Dzieło Martina cieszy się obecnie wielkim zainteresowaniem, a wszystko za sprawą serialowych przygód jego bohaterów. Autor Gry o tron miał to szczęście, którego poskąpiono Andrzejowi Sapkowskiemu i genialnemu Wiedźminowi. Jego książkowe dziecko doczekało się przyzwoitej ekranizacji. Serial, oprócz zachęcania do czytelnictwa, wartkiej akcji, świetnego aktorstwa i wiernego podążania za literackim pierwowzorem (przynajmniej przez pierwszy sezon, bo słychać głosy, że w następnych nie jest już tak kolorowo), ma jeszcze jedną, istotną zaletę. Ułatwia.

W miażdżącej większości przypadków oglądanie filmu, a dopiero potem zapoznanie się z daną powieścią całkowicie gwałci obcowanie z fabułą, postaciami, wypacza odbiór, narzuca mimowolne porównanie z obrazowym odpowiednikiem. Tutaj jest nieco inaczej. Obejrzenie kilku odcinków serialu nie zaszkodzi, a wręcz pomoże w czytaniu. Decydowanie się na finał przed lekturą to już kiepski pomysł, ale pierwsze spotkanie z bohaterami warto odbyć przed telewizorem. Znacznie ułatwi to zorientowanie się w gąszczu imion, rodzin i rozmaitych koligacji, które na starcie powieści mogą przerazić nawet najwytrwalszych.

Postaci jest mnóstwo, acz darmo szukać u Martina charakterów mało wyrazistych, które nie zapadają w pamięć. To właśnie bohaterowie w dużej mierze decydują o sukcesie sagi i dają różnorodny materiał do obróbki producentom serialu. Na pierwszy plan wysuwa się rywalizacja pomiędzy dwoma potężnymi, skrajnie odmiennymi rodami, Starkami i Lannisterami.

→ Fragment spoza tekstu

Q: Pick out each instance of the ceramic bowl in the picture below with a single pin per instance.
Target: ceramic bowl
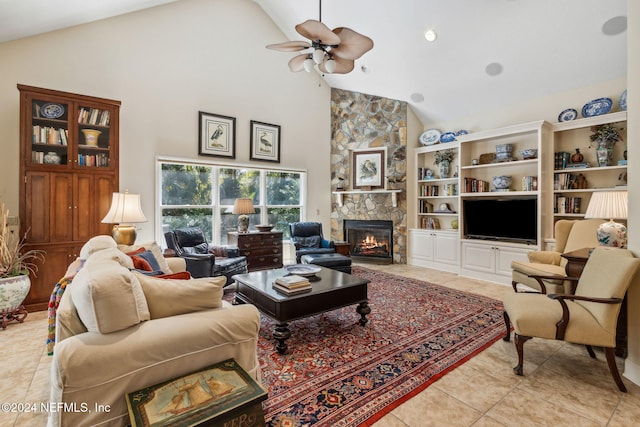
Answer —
(502, 182)
(503, 151)
(529, 153)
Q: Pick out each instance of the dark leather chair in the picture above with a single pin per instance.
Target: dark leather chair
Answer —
(308, 239)
(202, 258)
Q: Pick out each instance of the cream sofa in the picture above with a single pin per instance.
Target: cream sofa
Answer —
(118, 331)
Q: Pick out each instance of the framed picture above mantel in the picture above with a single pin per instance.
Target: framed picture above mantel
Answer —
(368, 169)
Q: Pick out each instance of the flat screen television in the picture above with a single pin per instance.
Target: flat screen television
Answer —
(504, 219)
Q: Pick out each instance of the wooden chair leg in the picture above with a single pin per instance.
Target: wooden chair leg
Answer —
(611, 361)
(507, 324)
(520, 340)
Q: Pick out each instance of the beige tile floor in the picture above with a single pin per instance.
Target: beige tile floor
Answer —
(562, 386)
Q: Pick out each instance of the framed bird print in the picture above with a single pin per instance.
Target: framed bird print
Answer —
(265, 142)
(368, 169)
(217, 135)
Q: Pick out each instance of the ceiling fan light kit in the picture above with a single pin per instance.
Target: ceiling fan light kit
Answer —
(334, 52)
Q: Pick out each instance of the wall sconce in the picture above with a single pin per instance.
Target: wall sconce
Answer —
(124, 212)
(243, 207)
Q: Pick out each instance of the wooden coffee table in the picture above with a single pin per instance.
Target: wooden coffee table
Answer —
(331, 290)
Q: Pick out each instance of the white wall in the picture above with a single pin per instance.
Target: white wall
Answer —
(165, 64)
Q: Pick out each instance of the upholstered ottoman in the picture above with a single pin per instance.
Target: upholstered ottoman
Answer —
(334, 261)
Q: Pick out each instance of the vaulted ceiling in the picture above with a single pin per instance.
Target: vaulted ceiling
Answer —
(488, 54)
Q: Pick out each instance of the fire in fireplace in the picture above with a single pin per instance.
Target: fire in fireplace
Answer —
(370, 240)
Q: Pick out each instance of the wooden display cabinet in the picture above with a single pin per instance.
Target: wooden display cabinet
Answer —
(69, 171)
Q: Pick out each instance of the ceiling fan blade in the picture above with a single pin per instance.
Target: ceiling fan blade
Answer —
(297, 62)
(352, 45)
(316, 30)
(343, 66)
(290, 46)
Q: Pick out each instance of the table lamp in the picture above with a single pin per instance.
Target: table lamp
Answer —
(124, 212)
(612, 205)
(243, 207)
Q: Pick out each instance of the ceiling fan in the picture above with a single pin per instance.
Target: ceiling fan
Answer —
(333, 52)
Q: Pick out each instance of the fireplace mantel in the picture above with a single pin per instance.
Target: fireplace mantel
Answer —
(394, 198)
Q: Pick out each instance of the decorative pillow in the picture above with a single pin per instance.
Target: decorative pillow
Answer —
(170, 297)
(308, 242)
(108, 297)
(155, 250)
(96, 244)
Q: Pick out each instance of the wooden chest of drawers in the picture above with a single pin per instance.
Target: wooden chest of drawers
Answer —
(263, 250)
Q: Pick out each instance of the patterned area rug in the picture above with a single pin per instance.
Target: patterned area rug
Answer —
(338, 373)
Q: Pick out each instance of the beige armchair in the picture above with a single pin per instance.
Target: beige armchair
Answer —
(589, 317)
(570, 235)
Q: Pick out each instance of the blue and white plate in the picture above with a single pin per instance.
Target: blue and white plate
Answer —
(304, 270)
(430, 137)
(447, 137)
(597, 107)
(623, 101)
(568, 115)
(51, 111)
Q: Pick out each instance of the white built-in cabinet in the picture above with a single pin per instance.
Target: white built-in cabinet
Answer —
(437, 243)
(438, 249)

Poszczególni członkowie rodzin wykreowani zostali z kunsztem, zamysłem i niemałą złośliwością względem czytelników. Martin puszcza nam oko, kierując naszymi reakcjami. Wie, których bohaterów pokochamy, którzy przyprawią nas o gęsią skórkę, na których będziemy złorzeczyć, a którzy niemiłosiernie zirytują większość czytających. Martin zna siłę słowa. Trzyma publiczność w garści, mając w swoich rękach los najszlachetniejszych postaci. Co ciekawe, w Pieśni Lodu i Ognia nie ma osób głównych, ważnych i ważniejszych. Czyni to pisarza jeszcze silniejszym w możliwość oddziaływania na czytelnika i moc zabawy w kotka i myszkę z oczekiwaniami sympatyków jego książki.

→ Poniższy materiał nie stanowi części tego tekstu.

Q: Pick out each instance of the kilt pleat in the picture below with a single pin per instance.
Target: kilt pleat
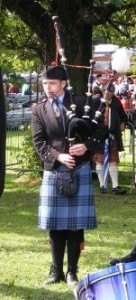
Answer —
(59, 212)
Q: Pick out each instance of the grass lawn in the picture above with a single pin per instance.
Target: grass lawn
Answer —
(24, 249)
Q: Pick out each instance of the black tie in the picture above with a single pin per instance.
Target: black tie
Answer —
(59, 111)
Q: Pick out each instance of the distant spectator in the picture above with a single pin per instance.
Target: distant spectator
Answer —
(97, 81)
(26, 89)
(96, 90)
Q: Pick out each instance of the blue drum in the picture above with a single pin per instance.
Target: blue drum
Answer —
(113, 283)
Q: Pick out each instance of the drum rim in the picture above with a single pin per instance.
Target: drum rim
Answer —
(90, 283)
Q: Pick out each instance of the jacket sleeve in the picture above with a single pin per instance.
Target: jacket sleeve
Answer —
(39, 135)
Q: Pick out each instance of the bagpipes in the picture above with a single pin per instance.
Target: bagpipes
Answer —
(78, 128)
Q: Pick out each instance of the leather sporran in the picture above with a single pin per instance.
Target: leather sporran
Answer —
(66, 183)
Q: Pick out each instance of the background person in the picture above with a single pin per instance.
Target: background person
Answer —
(65, 217)
(118, 121)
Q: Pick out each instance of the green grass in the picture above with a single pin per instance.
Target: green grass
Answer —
(24, 249)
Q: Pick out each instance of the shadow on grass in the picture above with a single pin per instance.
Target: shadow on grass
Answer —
(25, 293)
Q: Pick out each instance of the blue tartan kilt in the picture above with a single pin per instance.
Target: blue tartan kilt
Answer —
(59, 212)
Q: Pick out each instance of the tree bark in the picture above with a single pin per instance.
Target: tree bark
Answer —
(2, 136)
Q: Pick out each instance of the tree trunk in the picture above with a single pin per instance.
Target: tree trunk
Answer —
(2, 136)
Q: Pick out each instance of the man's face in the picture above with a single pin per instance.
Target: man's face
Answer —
(53, 87)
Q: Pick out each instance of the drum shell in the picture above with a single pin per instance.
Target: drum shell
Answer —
(109, 284)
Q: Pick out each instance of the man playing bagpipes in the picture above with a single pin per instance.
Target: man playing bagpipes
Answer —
(64, 216)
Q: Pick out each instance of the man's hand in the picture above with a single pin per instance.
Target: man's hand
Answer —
(67, 160)
(77, 150)
(122, 126)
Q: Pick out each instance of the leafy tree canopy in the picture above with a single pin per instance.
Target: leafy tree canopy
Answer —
(27, 28)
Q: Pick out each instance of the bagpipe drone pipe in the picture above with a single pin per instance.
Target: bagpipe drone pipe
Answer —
(79, 129)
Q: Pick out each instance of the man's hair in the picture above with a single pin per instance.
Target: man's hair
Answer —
(51, 72)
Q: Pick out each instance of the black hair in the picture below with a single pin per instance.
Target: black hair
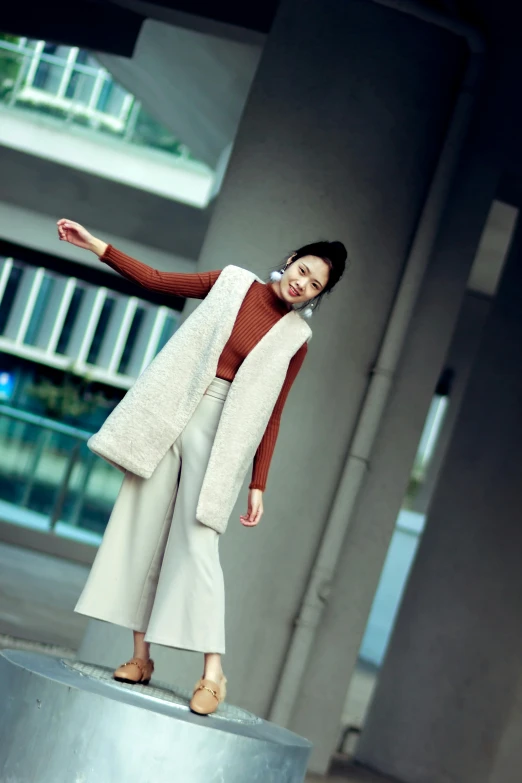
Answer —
(334, 254)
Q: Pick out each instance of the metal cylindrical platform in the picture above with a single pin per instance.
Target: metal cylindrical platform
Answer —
(69, 722)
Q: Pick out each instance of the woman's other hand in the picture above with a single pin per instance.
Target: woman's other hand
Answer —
(75, 234)
(255, 508)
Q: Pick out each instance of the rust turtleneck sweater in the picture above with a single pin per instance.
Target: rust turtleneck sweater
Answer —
(260, 310)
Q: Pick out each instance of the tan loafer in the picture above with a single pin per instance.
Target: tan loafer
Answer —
(135, 671)
(207, 696)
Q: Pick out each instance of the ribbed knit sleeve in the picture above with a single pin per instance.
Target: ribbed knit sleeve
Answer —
(266, 448)
(190, 286)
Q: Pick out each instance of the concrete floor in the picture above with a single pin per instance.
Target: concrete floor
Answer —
(37, 597)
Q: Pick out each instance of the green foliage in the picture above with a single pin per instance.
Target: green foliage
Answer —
(73, 398)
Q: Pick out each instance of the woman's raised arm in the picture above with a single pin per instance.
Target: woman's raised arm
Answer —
(193, 286)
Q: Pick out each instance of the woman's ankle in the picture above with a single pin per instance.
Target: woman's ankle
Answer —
(141, 647)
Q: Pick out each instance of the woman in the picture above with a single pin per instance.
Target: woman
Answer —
(207, 407)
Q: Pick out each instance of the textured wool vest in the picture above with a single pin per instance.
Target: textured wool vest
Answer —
(154, 412)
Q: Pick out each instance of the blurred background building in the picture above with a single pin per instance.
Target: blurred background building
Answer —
(194, 137)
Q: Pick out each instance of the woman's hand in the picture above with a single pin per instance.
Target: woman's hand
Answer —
(255, 508)
(72, 232)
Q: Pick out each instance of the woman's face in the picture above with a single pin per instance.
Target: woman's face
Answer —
(303, 279)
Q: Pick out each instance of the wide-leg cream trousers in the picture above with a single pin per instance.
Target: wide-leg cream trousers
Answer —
(157, 570)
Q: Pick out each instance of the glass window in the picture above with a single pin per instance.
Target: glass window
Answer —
(70, 319)
(131, 340)
(39, 310)
(9, 295)
(103, 322)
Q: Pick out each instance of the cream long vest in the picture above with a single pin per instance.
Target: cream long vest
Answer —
(154, 412)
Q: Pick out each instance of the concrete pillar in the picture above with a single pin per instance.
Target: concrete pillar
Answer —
(339, 139)
(460, 360)
(446, 705)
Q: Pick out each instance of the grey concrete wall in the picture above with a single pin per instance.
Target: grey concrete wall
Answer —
(447, 694)
(47, 188)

Zdecydowane posunięcia Martina paradoksalnie usuwają go w cień jako narratora. Wrażenie, że wszystko, co na kartach powieści dzieje się naprawdę, zostaje spotęgowane. Bo autor poprzez fabułę wydaje się udowadniać, że nic go nie łączy z jego bohaterami, że nie rodzi się w nim przywiązanie do tworów własnej wyobraźni. Zapewne wielu czytelnikom brakuje tego dystansu, zimnej krwi Martina, który w biały dzień gotów jest uśmiercić cnotliwy charakter. Charakter wyrazisty, wydawałoby się, że istotny, mogący sprawiać wrażenie jednego z głównych. Ale, jak już zostało zauważone, w książce Martina nie ma postaci głównych, żywotów pewnych. Nic nie otrzymuje miana czarnego lub białego, złego czy dobrego. Lada rozdział umrzeć mogą ci, których uważamy za szlachetnych i ci, którzy hołdują tylko jednej zasadzie, a mianowicie brakowi jakichkolwiek zasad.

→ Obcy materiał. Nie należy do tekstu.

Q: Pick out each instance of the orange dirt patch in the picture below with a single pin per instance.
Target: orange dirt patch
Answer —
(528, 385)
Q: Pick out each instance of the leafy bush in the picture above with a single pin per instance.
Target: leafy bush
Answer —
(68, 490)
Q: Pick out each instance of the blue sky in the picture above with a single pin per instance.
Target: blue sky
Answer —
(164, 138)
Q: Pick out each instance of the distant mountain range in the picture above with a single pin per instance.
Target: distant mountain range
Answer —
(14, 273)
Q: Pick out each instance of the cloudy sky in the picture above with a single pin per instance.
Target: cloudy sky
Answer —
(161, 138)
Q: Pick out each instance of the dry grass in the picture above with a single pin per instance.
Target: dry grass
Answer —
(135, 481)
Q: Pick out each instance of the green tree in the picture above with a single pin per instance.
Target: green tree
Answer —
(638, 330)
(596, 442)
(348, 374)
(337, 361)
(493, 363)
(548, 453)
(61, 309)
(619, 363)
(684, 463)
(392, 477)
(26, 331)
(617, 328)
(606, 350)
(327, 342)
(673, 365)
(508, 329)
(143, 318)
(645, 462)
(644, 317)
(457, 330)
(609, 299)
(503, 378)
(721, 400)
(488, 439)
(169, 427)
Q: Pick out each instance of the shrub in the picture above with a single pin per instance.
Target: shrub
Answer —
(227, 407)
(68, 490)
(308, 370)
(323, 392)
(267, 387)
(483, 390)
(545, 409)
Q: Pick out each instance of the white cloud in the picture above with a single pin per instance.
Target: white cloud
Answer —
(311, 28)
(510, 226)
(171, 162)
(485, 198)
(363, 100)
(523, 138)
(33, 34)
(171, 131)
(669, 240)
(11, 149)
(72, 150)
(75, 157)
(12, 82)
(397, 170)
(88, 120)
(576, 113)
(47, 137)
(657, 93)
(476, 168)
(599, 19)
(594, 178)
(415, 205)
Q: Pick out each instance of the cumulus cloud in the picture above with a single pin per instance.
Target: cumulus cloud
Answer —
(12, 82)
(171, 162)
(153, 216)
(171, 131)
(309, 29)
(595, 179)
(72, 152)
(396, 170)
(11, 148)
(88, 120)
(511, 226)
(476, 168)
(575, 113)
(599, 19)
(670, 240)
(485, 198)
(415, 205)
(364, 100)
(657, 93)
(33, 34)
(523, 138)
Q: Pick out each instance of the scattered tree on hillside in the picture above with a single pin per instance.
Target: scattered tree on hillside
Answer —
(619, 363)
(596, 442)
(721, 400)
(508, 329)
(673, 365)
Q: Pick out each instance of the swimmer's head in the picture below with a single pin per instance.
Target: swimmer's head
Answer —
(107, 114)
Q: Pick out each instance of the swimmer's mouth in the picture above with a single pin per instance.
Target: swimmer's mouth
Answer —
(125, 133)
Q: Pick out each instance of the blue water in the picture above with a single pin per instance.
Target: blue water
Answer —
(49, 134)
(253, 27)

Większość bohaterów i bohaterek gra w powieści istotną rolę także z punktu widzenia samej konstrukcji. Tytułami kolejnych rozdziałów są imiona, występujące po sobie bez hierarchii czy szczególnej regularności. Niektóre postacie swoich rozdziałów nie posiadają, jednak nie oznacza to, że są bohaterami podrzędnymi lub nie zasłużą na uwagę w innych częściach sagi. Wątki przeplatają się, idąc zgodnie ku łączącemu je w jedno finiszowi. Bohaterów poznajemy w rozdziałach im poświęconym, poprzez relacje innych, niektórych znamy jedynie z opowieści i wzmianek, co nie eliminuje ich kluczowego wpływu na dalszy rozwój wypadków.

W fabule powieści chodzi oczywiście o tron. Władzę dzierżyć chcą rozmaite jednostki, a wraz z nimi i całe rody o wielowiekowych tradycjach. Miano legendarnego przypadło już odwiecznemu sporowi Starków i Lannisterów, rodzinie prawych i tych bez skrupułów. Jedni rządzą na zimnej Północy, drudzy na Zachodzie, łączy ich wzajemna nieufność i chęć zemsty. Dlaczego chcą się mścić dowiecie się z lektury, nie ufają sobie, ponieważ w świecie, w którym żyją, nadmierna ufność jest największą z wad, podobnie (tu ze strony czytelników) jak wiara w dobre intencje George’a Martina. Facet mąci na potęgę i robi to z uśmiechem na ustach. Rozwiązuje wątki w niekonwencjonalny sposób, co pikantniejsze smaczki zostawia na później, stwarzając pozory niedopatrzenia. Mało prawdopodobne, że cokolwiek w powieści dzieje się przypadkiem. Grę o tron charakteryzuje niezwykła spójność wizji jej autora, dopięcie na ostatni guzik najdrobniejszych szczególików, w których diabeł tkwi, czyli Martin. Martin to pisarz szczegółu, z których utkał swoją historię, złożoną, rozbudowaną, niezwykle dopracowaną i bez wątpienia niesamowitą. Dzięki tej polityce dopiętych drobnostek opowieść ma moc wiarygodności, o której pisał przed paroma laty Mario Vargas Llosa.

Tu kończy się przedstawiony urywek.